At first getting admitted is new and exciting but that novelty wears off really quickly so here are my suggestions to get through the days.
- Get to know your neighbours: My first time in the hospital I shared a curtain with various people and loved learning what they were in for (is that morbid?). I got to know one of my curtain-mates a little bit and it helped pass the time as we compared medical notes and watched the Leafs. I even gave him a roll of toilet paper since the hospital 1-ply doesn’t cut it for colitis patients
- Colour: I bought an adult colouring book and actually found that not only does it pass the time but it’s very therapeutic and calming.
- Netflix: If you have a tablet or iPad, bring it and subscribe to the hospital’s wi-fi. There are tons of things on Netflix I’m sure you’ve been meaning to watch but never got around to. Now’s the perfect time. I’m a fan of documentaries (or The Mindy Project).

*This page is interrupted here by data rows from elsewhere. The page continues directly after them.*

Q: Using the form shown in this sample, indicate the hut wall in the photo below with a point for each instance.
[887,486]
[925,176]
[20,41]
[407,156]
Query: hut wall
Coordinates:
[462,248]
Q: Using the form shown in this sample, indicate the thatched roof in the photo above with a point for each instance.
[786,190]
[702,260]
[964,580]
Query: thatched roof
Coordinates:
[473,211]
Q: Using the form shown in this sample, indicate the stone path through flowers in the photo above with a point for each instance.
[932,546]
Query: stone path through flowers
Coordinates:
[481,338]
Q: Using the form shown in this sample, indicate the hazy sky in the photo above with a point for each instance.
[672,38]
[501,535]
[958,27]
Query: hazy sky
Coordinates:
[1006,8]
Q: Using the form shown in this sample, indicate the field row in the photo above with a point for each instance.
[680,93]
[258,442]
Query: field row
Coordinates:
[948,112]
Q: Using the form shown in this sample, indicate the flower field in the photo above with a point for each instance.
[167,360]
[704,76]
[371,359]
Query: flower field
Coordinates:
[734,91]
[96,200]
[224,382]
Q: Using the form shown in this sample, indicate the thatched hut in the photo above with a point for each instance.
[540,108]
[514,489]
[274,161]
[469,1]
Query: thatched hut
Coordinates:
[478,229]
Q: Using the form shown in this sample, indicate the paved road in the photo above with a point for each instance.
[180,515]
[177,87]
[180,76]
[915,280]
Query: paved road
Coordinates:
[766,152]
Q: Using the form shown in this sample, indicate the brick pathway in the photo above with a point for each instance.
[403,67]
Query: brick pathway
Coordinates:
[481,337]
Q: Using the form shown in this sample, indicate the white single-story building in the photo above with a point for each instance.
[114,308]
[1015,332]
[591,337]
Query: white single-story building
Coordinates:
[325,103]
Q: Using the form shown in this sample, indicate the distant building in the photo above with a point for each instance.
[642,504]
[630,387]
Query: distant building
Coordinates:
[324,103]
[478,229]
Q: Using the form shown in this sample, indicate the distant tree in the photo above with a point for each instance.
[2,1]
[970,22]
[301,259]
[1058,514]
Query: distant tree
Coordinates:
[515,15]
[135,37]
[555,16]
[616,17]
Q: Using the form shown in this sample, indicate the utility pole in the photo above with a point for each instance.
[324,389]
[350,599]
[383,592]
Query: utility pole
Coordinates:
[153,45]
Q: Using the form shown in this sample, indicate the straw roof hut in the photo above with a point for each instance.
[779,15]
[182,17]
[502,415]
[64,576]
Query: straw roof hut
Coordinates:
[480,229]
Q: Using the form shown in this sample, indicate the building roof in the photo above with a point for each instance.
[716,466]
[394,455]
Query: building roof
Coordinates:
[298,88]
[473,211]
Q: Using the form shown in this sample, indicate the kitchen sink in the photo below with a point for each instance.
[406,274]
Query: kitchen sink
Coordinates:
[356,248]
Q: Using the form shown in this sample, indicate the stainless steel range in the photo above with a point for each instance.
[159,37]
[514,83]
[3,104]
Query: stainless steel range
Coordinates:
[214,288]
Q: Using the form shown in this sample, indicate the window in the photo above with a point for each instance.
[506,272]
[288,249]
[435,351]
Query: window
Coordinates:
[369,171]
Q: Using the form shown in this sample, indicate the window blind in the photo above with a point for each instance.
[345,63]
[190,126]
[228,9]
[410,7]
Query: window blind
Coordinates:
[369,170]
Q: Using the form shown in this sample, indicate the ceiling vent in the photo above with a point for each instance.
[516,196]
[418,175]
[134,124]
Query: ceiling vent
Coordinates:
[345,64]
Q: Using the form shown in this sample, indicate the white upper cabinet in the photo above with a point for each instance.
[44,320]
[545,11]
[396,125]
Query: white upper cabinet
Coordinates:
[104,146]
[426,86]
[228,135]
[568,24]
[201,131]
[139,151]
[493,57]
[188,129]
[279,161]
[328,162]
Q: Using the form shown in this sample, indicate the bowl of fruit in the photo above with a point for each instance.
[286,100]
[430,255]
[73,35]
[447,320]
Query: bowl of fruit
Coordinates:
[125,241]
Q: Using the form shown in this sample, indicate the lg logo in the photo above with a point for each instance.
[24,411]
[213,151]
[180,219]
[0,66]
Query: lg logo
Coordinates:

- Schedule visitors: I’m lucky enough to have friends and family who were anxious to visit. But I didn’t particularly like them dropping in because you never know when the doctor will be there, when you’re having blood drawn or when other visitors are already there. That’s why I asked people to let me know a head of time so I could arrange a good schedule. Visitors really help pass the hours, especially while you look forward to the next one
- Explore: You are not (usually) confined to just your bed. In fact, my doctors encouraged me to get up and walk around in order to stimulate blood flow in my legs. There’s a lot going on in the hospital and it’s a good opportunity to find other places to chill out. On the 6th floor of Southlake there’s a great rooftop patio to sit outside on.
- Plan: I used my time in the hospital to day-dream about what I’m going to do when I got out. This is where I did most of my planning for Sara’s engagement party, bachelorette and my trip to New York. I also scheduled concerts, baseball games and Canada Day celebrations which all gave me something to look forward to. WARNING: Don’t make too many plans that cannot be rescheduled in case you wind sick again
- Research: This sounds really nerdy but I also used a lot of my time to educate myself even more about the disease. I asked my nurses and doctors questions about anything I didn’t understand and then also turned to Google to further my knowledge. For example when Remicade was first mentioned, I spent a lot of time researching and reading about what exactly it does, how it works and what the side effects were. It eases the uncertainty a lot.
- Take naps! How often do you get the opportunity to curl up in the middle of the afternoon on a Tuesday and just snooze? Take advantage my friends
- Read: To be honest I didn’t do a lot of reading because having a sore tummy makes it a little nauseating to focus on small text, but if you can stomach it then definitely zero in on a good read. (Future blog post coming re: my top recommendations)
- Write: “Write clear and hard about what hurts.” – Ernst Hemingway.